Bei den jetzt abgeschlossenen Arbeiten wurden ein ehemaliger Klassenraum und ein angrenzendes Büro saniert und zu einem Lehrerzimmer inklusive Vorraum mit Teeküche umgenutzt. Zudem wurde das Archiv aus dem Erdgeschoss ins Dachgeschoss ausgelagert, damit diese Räume künftig ebenfalls von Lehrern genutzt werden können.

Für die kommenden Jahre stehen noch umfangreiche Sanierungsarbeiten an. Die müssen aber in enger Abstimmung mit dem Denkmalschutz und dem Brandschutz realisiert werden. »Vor allem die notwendigen Genehmigungen dafür kosten Zeit. Deshalb war es uns wichtig, solche Arbeiten anzugehen, die unmittelbar umgesetzt werden können, zumal die Schaffung eines Lehrerzimmers am Burggymnasium dringend nötig war«, erläuterte Weckler. Nun wurde ein Raum für die Lehrkräfte geschaffen, der laut Pressemitteilung des Wetteraukreises durch unterschiedliche Tischhöhen, -formen und kombinierte Sitzmöglichkeiten »eine dynamische und flexible Arbeits- und Pausenatmosphäre vermittelt«. »Mit der Einrichtung haben wir Wert auf ein freundliches, aufgeschlossenes und zeitloses Farbkonzept gelegt. Vor allem können Lehrerzimmer und Teeküche getrennt voneinander genutzt werden, die Teeküche zum Beispiel auch für kleinere Konferenzen«, erklärte Weckler.
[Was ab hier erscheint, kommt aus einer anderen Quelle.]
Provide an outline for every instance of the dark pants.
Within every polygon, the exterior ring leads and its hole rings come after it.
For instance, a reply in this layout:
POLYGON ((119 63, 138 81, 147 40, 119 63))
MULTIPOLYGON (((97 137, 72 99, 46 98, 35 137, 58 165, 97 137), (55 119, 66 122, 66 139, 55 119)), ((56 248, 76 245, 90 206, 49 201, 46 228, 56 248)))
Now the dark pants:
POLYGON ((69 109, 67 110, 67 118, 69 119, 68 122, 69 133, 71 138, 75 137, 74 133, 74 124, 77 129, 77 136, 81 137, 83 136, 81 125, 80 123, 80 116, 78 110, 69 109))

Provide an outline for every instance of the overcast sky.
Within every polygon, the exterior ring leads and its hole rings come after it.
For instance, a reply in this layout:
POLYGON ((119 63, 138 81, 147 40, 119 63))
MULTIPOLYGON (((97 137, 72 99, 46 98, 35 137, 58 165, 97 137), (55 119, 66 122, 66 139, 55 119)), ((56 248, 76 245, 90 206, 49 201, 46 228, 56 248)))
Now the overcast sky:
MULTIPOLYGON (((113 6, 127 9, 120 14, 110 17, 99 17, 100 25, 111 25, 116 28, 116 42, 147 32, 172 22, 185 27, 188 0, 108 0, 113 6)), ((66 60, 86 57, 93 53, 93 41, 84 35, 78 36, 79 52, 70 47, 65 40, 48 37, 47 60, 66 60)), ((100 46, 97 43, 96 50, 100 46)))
Zudem stehen im Lehrerzimmer Beamer und Whiteboard zur Verfügung. Raum und Möbel sind so konzipiert, dass sie sich ohne großen Aufwand in eine Konferenzbestuhlung umbauen lassen. Zusätzlich ist ein digitales Schwarzes Brett geplant. Rund 85 000 Euro hat die Maßnahme gekostet. Insgesamt sind in den kommenden Jahren Investitionen in einem Gesamtumfang von rund 700 000 Euro geplant.